Revision history for this message
Dmitriy Rabotyagov (noonedeadpunk) wrote :

1. Weird thing that you don't have `container_bridge_type: openvswitch` definition for br-storage bridge, though this bridge appears to be OVS one, rather then linux bridge (default). Not sure if it's intentional or not, but that is not related to the neutron error you see (still smth worth checking).
But at the same time, netplan contains defenition that br-storage is an OVS bridge. So I'd suggest either to edit netplan and make storage a regular bridge, or add `container_bridge_type: openvswitch` to
`provider_networks` for br-storage

2. br-ext can not be a bond0 device, if you want to have br-vlan. Idea of br-vlan, is that Neutron will try to spawn a VLANs on the interface if topic, which is impossible to do from bond0.40.
So basically, br-vlan should have bond0, while br-ext some bond0.40

3. You really should not use br-ext as a default gateway.

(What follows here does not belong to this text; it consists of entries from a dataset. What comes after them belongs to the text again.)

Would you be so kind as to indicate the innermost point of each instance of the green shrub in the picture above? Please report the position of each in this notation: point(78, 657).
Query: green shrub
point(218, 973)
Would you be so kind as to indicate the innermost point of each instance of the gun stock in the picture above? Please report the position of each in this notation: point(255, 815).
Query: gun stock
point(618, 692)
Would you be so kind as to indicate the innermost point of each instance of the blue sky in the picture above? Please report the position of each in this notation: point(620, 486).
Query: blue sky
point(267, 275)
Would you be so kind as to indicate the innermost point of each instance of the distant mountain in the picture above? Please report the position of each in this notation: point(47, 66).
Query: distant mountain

Mainly, because on default interface you should held different networks, while br-ext is designed to handle customer public networks (passed to VM). If you're limited on amount of VLANs - better to combine smth with br-mgmt (like - drop br-storage)

4. Then in openstack_user_config you define br-public and br-provider, while in fact you have only br-ext. So I'm not sure what intention is behind that, but it results in configuring neutron mappings with non-existent interfaces. That might result easily in errors you supply, since neutron attempts to utilize interfaces that does not exist.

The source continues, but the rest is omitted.